I took a deep breath and fixed a neutral expression on my face, looking up at Norma.
“I can’t get over this thing with Luke Bosley. I was just talking to his momma last night.”
She shook her head, a sad look in her blue eyes. “Such a nice boy. He had problems, but you couldn’t tell it. He was diabetic, you know.”
“I heard that. Were there any other students here who had the same condition?”
She shook her head. “It’s a small school.”
I looked past her at the nurse’s office, desperate to know what kind of medication Luke took. “Did Luke have to keep medicine here at school?”
“Sure he did. There’s a bottle locked in the nurse’s cabinet and probably some in his locker, too. Poor boy. He had to take pills, but then carry sugar in his pockets on the baseball field so if he got too low, he could get to it quickly.”
Hot damn.
So the pills that had probably killed TJ were floating all over the school? But they belonged to Luke. I thought about Evelyn and Eli. It was a clever way to throw suspicion if the sheriff didn’t go with the suicide story. But why hurt Luke? If the killer was setting him up, why kill him? To keep him from talking, maybe. What if Luke figured out they were taking h
is pills and confronted the killer? Or, what if he ran out of pills to take because they stole them?
I tapped “Glucotrol overdose” into my Google app and scanned the symptoms, trying not to picture TJ going through all the phases leading to death. Fatigue, dizziness, unsteadiness, clammy skin, fainting—I paused, reading them again.
All the things that had happened to me the night before.
Because my blood sugar had crashed.
I raced back through the events of the evening. I hadn’t eaten or drunk anything that tasted off.
But I took a pill. Without really looking at it, I swallowed my last antibiotic.
About five hours before I passed out.
I scrolled down and checked the effective time.
“Someone poisoned me,” I murmured.
“What was that, honey?” Norma asked.
“I—nothing, I’m sorry.” I smiled. “Thinking out loud.”
Who had I seen at the dance? Luke. His mother. Evelyn. Coach Morris. Most of the rest of the town. Even Dorothy had been there with her friends from the ladies’ Bible group.

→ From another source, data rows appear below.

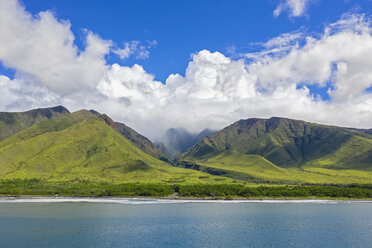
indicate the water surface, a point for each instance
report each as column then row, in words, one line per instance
column 157, row 223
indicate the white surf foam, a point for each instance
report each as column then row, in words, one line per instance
column 160, row 201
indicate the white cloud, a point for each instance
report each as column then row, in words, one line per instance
column 296, row 8
column 215, row 90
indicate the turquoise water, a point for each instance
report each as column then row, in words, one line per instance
column 134, row 223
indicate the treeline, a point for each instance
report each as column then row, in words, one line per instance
column 19, row 187
column 354, row 191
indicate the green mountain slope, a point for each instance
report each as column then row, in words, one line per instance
column 285, row 150
column 139, row 140
column 81, row 145
column 11, row 123
column 290, row 143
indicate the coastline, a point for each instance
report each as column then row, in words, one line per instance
column 167, row 200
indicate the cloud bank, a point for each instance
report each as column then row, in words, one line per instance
column 296, row 8
column 215, row 89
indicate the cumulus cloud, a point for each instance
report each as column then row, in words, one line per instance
column 214, row 91
column 296, row 8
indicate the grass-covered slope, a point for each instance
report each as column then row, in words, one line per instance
column 139, row 140
column 11, row 123
column 291, row 143
column 254, row 168
column 285, row 150
column 81, row 145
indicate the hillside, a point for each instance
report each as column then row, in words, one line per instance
column 81, row 145
column 286, row 150
column 11, row 123
column 178, row 140
column 139, row 140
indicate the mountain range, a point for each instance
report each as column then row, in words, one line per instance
column 54, row 144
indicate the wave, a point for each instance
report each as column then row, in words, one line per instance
column 137, row 201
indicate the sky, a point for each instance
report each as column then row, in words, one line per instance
column 193, row 64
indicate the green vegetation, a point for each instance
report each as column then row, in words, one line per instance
column 17, row 187
column 86, row 153
column 290, row 143
column 81, row 145
column 256, row 169
column 11, row 123
column 281, row 150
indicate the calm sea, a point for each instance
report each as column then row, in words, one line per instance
column 155, row 223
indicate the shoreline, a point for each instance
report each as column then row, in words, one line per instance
column 155, row 200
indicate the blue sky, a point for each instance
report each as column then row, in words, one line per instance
column 185, row 27
column 192, row 64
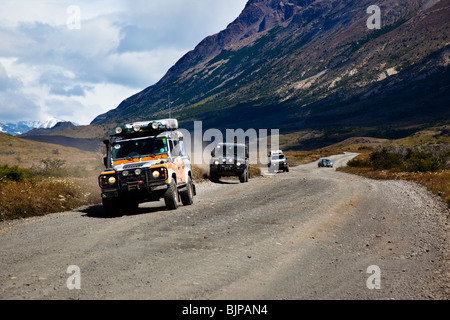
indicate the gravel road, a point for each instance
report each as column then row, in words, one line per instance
column 311, row 233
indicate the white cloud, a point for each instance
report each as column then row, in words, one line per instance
column 49, row 70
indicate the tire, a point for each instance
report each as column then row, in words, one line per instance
column 187, row 196
column 171, row 196
column 110, row 207
column 214, row 177
column 243, row 176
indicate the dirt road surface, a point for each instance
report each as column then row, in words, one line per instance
column 312, row 233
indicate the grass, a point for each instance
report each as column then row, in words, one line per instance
column 34, row 197
column 39, row 178
column 425, row 165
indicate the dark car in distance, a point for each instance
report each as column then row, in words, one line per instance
column 325, row 163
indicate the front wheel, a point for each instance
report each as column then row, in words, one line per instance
column 187, row 196
column 171, row 196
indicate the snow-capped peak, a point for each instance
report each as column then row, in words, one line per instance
column 50, row 123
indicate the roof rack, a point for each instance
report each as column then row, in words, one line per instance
column 146, row 127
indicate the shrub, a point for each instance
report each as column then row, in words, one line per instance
column 385, row 159
column 417, row 159
column 13, row 173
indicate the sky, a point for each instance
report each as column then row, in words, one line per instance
column 73, row 60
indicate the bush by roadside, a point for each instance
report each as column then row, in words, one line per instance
column 428, row 166
column 25, row 193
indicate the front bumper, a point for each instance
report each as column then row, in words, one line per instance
column 137, row 186
column 227, row 169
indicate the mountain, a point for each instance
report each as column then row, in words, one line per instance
column 295, row 64
column 22, row 127
column 49, row 127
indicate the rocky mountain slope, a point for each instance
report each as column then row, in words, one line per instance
column 308, row 64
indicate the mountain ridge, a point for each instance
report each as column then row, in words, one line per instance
column 295, row 58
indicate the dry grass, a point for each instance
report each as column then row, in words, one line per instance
column 436, row 182
column 33, row 197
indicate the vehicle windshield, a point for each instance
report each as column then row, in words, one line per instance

“I’m going to run to the little girls’ room,” Norma said, standing. “I’ll be right back.”
“Yes, ma’am.”
She disappeared and I pulled a notebook from my bag, rummaging for a pen and coming up empty handed. Shit. I must have left it at home.
I got up and walked to Norma’s desk to borrow one. Plucking a purple one from her Mathews Bait and Tackle coffee cup, I started to turn when my eyes fell on the corner of a paper sticking out of a manila folder.
No way.
I flipped the folder open.
The ticket paper.
She printed the tickets for the dance. Of course. She’d been sitting there selling them. I glanced at the nurse’s dark doorway. She also worked in the school and had easy access to Luke’s pills. And she’d told me her oldest daughter was a student at RAU. Puzzle pieces rained into horrifying order.
I glanced at the door, skirting the desk and wiggling the mouse. I sent the spreadsheet on the screen to the printer and held my breath.
It was slightly faded, right through the center of the page. My heart pounding in my ears, I jumped to my feet and looked around for another exit, but didn’t see one. I had a million questions about how and why, but right then the only thing I gave a damn about was getting out of that building.